Les cailloux du sculpteur- Symposium d'Eyguières 2017

Publié le par Béatrice Hermesdorf

Symposium jour 1Quoi de plus banal qu’un caillou? Quand on y pense, c’est une sorte de petite pierre qui vient se glisser dans la chaussure ou de gros galets qui vous retournent les pieds. Car enfin, c’est moche un caillou. Et pourtant, il est probable que le vent l’ait frôlé, juste effleuré parfois ou franchement caressé et que l’eau l’ait enlacé, étreint, pressé sur son cœur. Tant de caresses pour de petits bouts de rochers ! Évidemment, l’œil aguerri reconnait aux stries les cajoleries, chaque impression témoigne du long voyage parcouru. Et ce caillou gélivé est l’un des derniers amis de ses puissants glaciers qui n’hésitaient pas à le chatouiller pour le faire avancer. Quand on est si vieux, on a tant de choses à raconter, mais qui écoute les vieux cailloux chanter ?

Il est des hommes qui marchent le nez sur le sol, se promènent le long des rivières, ou dans des carrières : ils regardent et ils écoutent. Ils repèrent ce qui vous est invisible et s’entichent de drôles de pierres. Ils débitent, équarrissent, épannèlent, percent, gradinent, coupent, tranchent, tout en douceur, avec des masses, des pics, des ciseaux, des burins. De l’extérieur, que voit-on sinon un amour vache, quoique attentionné. Car la main du sculpteur qui s’abat sur la pierre n’est jamais que l’entremetteur entre la matière et le cœur. Le sculpteur suit et va chercher ce qu’il y a à l’intérieur, il débusque, mais il n’est pas ce prince impétueux prêt à ferrailler avec l’obscure nature, non la roche n’est pas passive, ni femme facile, ni homme docile. Dans la sculpture, nulle place pour des Arnolphe ou des mégères.
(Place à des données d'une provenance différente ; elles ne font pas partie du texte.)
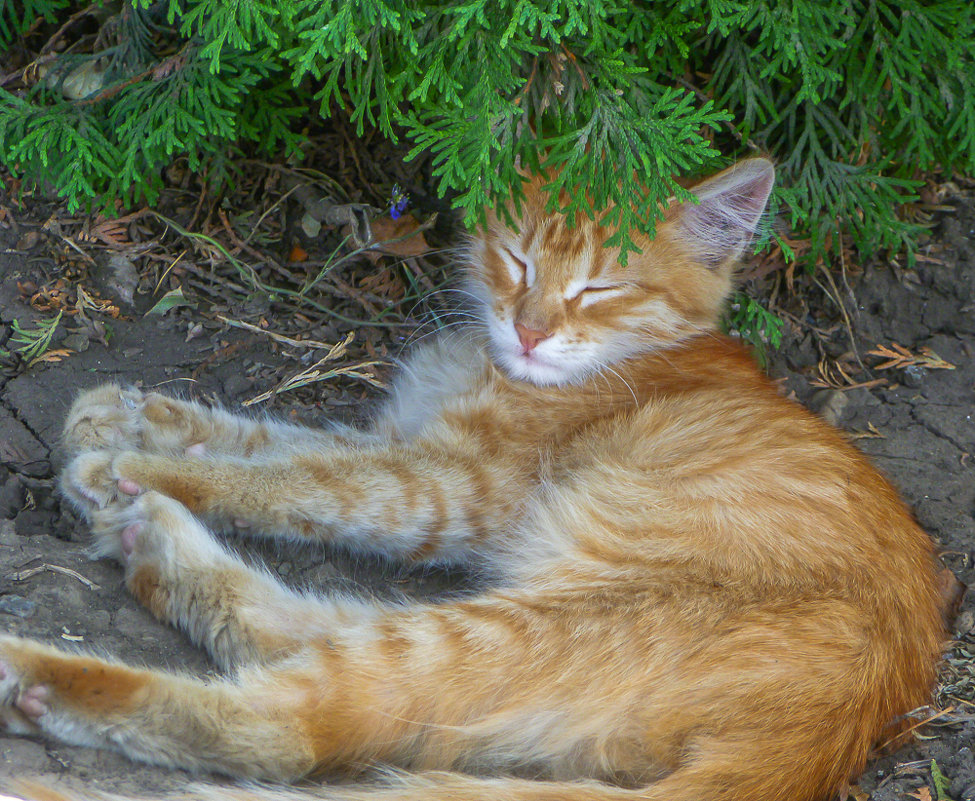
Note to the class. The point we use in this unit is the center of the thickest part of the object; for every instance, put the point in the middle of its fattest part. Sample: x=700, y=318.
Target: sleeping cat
x=700, y=590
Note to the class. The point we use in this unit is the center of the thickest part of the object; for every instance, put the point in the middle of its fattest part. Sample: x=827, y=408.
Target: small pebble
x=15, y=605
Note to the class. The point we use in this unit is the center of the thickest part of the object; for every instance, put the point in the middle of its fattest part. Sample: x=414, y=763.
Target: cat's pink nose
x=529, y=337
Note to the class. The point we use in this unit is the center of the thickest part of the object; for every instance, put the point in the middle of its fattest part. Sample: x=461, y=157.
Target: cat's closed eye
x=520, y=268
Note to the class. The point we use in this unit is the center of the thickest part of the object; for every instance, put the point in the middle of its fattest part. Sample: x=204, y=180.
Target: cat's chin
x=535, y=371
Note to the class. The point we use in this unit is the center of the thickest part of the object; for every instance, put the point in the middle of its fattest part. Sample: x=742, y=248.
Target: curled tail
x=431, y=786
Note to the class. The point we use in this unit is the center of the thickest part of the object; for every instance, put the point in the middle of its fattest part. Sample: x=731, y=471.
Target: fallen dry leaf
x=403, y=237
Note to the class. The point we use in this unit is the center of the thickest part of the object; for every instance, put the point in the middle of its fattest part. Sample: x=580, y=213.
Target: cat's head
x=557, y=304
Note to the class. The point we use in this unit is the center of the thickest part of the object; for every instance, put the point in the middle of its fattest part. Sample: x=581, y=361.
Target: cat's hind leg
x=244, y=727
x=236, y=612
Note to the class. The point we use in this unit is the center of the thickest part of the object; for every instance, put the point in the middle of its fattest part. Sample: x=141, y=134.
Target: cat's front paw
x=93, y=480
x=111, y=418
x=22, y=702
x=119, y=529
x=89, y=481
x=105, y=418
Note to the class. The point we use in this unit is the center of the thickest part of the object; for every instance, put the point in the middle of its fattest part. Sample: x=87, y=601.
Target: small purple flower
x=398, y=201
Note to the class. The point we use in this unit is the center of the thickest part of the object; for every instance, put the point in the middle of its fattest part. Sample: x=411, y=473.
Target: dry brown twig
x=313, y=374
x=898, y=357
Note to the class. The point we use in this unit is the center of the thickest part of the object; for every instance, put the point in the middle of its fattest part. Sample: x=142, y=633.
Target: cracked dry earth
x=918, y=428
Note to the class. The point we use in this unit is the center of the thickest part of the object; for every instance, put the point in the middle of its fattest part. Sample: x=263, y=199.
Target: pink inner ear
x=730, y=206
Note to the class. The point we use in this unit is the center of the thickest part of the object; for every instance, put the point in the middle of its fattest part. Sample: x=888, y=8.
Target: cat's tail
x=433, y=786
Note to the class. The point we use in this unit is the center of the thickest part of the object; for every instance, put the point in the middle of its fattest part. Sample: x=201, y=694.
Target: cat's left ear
x=730, y=204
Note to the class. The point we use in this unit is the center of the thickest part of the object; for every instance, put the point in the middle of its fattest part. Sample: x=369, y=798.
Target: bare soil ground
x=913, y=418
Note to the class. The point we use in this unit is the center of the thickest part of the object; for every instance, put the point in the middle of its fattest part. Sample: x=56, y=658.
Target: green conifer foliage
x=852, y=98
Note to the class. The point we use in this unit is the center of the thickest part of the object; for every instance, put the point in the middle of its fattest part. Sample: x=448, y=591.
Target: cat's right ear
x=730, y=204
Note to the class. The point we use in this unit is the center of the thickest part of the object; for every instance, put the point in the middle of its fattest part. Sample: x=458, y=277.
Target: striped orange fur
x=700, y=590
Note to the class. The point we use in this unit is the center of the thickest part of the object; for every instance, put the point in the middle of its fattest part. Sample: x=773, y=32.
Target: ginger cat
x=701, y=591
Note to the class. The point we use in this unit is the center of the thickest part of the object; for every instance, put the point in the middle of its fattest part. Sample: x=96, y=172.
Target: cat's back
x=717, y=471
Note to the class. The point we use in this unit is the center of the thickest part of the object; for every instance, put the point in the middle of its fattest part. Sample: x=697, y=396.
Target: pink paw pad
x=31, y=701
x=129, y=535
x=129, y=487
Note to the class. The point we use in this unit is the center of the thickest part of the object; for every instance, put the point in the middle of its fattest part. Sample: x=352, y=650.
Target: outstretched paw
x=148, y=530
x=21, y=703
x=111, y=418
x=107, y=417
x=90, y=482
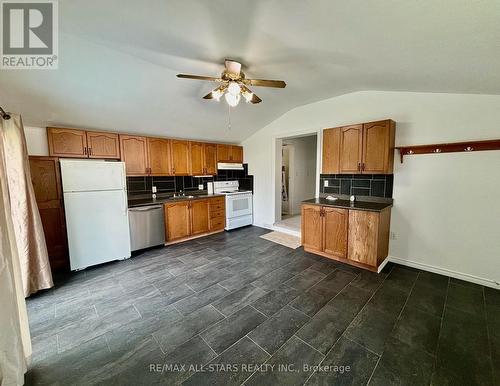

Le sculpteur écoute, regarde et donne vie à sa pierre. Il part à sa rencontre, et alors qu’elle se découvre, l’un et l’autre ne font qu’un. C’est une création intime qui ne peut se jouer qu’à deux, l’homme ne domestique pas la pierre mais révèle ce qui se cachait sous nos yeux, comme si le sculpteur était celui qui entendait le chuchotement des rochers. Ne croyons pas toute fois que la sculpture est un miracle : le sculpteur, même sans idée préconçu, a toujours une idée derrière la tête. Et de l’idée à la création, il faut bien sûr quelques technicités, beaucoup de patience et d'humilité. Mais la main n’est pas l’outil, la main est le prolongement de la tête qui façonne la pierre. L’histoire que cette dernière racontera est le fruit de sa rencontre avec celui qui a su la reconnaître et qui accepte de lui donner de la voix. Il est celui qui la fait vivre, car sans lui, de caresse en caresse, elle se serait érodée en milliers de petites larmes sableuses qu’une rafale de vent aurait bien fini par emporter vers l’oubli. Aussi immortelle que puisse l’être une pierre, elle peut désormais délivrer son message pour des temps infinis. Si vous tendez l’oreille, vous l’entendrez-vous dire qu’il a fallu des millions d’années pour qu’elle arrive jusqu`à vous et que lors de son long voyage, elle ne s’est pas trop inquiétée de savoir quels pays elle traversait. Elle n’a vu qu’une petite planète et elle pense que nous serions bien avisés d’arrêter de faire les enfants gâtés et de prendre soin d’elle, pour qu’il y est toujours des cailloux à ramasser et des hommes pour écouter et regarder.

Un grand merci à Andros pour son dévouement et ce symposium. Un grand merci à Alain Despres, Michel Mourier, Murielle Rosset et Rémi Dominiak d’avoir passé ces trois jours à nous transmettre l’amour de leur métier. Un grand merci à Lisborn Mashaya et Rickson Zavare d’être venu du Zimbabwe, « la maison de la pierre », pour partager leur métier passionnant avec les enfants d’Eyguières. Merci de m’avoir ouvert la porte de votre fabuleux univers et j’en profite également pour remercier Nathalie Vuillemin et Régis Leroy, qui, il y a quelques semaines, avaient piqué ma curiosité et permis d’entrer dans la tête de sculpteurs. Je remercie toute l’équipe des Ateliers Agora et la mairie d’Eyguières pour cette très belle édition et vous dis à l’année prochaine.